Authenticated scanning in middleBrick supports Bearer, API key, Basic auth, and Cookie methods, gated by domain verification via DNS TXT records or HTTP well-known files to ensure only domain owners can scan with credentials. A strict header allowlist is enforced, forwarding only Authorization, X-API-Key, Cookie, and X-Custom-* headers. Starter tier and above unlock these features, enabling more realistic authenticated assessment.

Probely supports authenticated scans, but its authentication handling is less prescriptive around domain verification and header control. For regulated environments where credential scope must be tightly limited, middleBrick’s governance model is more suitable.

Product experience, monitoring, and compliance framing

middleBrick provides a Web Dashboard for scan management, report viewing, and score trend tracking, with branded compliance PDFs for audits. The CLI supports JSON and text output via middlebrick scan <url>, and a GitHub Action can gate CI/CD when scores drop below defined thresholds. An MCP Server enables scanning from AI coding assistants.

Pro tier adds continuous monitoring with scheduled rescans, diff detection for new and resolved findings, score drift tracking, and rate-limited email alerts. HMAC-SHA256 signed webhooks deliver automated notifications, with auto-disable after five consecutive failures. Enterprise tiers include unlimited APIs, custom rules, SSO, audit logs, SLA-backed support, and dedicated assistance.

middleBrick maps findings to PCI-DSS 4.0, SOC 2 Type II, and OWASP API Top 10 (2023), using direct language only for these frameworks. For other regulations, the tool supports audit evidence collection and aligns with described security controls, without claiming certification or guaranteed compliance.

Limitations and which teams should choose which tool

middleBrick is read-only and does not modify, patch, or block systems. It avoids intrusive payloads like active SQL injection or command injection tests, which fall outside its scope. Business logic vulnerabilities and blind SSRF require human expertise and are not detected. The tool does not replace a full manual pentest for high-stakes assessments.

Choose middleBrick if your team needs a repeatable, standards-aligned scanner with strong OpenAPI validation, tiered LLM testing, and clear remediation guidance. It suits security-conscious engineering organizations that want evidence-based results and controlled governance.

Probely may appeal to teams already invested in its broader plugin ecosystem and who prioritize web application scanning alongside API checks, accepting reduced specificity for API authorization and schema-driven testing. For specialized API security programs, middleBrick is the stronger fit.

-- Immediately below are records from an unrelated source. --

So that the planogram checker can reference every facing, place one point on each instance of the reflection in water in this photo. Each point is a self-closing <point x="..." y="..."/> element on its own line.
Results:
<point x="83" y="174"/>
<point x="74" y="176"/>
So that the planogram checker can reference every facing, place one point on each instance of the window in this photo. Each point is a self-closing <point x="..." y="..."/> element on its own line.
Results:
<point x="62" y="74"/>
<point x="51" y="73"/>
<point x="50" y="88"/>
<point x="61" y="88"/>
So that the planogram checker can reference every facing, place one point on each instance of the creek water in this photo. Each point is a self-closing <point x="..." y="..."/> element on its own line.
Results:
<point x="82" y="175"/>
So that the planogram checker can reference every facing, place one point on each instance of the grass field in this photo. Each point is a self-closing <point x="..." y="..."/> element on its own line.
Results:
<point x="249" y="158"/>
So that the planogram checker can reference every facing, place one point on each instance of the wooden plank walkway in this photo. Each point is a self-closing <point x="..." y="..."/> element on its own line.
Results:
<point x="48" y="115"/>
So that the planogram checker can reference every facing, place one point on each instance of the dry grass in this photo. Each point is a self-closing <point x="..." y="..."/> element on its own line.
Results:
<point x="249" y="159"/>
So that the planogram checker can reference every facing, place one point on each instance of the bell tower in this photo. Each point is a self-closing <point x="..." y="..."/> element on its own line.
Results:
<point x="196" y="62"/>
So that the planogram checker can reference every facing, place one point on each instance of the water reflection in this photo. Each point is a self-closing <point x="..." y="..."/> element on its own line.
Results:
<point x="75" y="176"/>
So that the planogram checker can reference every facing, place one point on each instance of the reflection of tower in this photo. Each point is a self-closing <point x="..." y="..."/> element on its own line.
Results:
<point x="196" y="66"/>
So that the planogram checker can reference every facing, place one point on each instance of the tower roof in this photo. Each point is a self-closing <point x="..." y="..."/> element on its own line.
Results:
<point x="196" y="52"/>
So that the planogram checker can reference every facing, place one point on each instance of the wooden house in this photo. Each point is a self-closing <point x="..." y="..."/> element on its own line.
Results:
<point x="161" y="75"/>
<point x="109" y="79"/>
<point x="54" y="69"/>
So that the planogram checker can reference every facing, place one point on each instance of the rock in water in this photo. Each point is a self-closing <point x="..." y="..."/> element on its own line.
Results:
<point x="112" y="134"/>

Frequently Asked Questions

Does middleBrick fix or remediate findings?
No. The tool detects and reports with remediation guidance, but it does not fix, patch, block, or remediate issues.
Which authentication methods are supported for authenticated scans?
Bearer, API key, Basic auth, and Cookie. Domain verification is required, and only specific headers are forwarded.
Does middleBrick perform active SQL injection or command injection testing?
No. It does not perform active SQL injection or command injection, as those require intrusive payloads outside its scope.
How is compliance presented for frameworks like HIPAA or GDPR?
Compliance framing is limited to alignment and audit evidence support. The tool maps findings to PCI-DSS 4.0, SOC 2 Type II, and OWASP API Top 10 only.
Can scan data be deleted after a subscription ends?
Yes. Customer scan data is deletable on demand and purged within 30 days of cancellation. It is never sold or used for model training.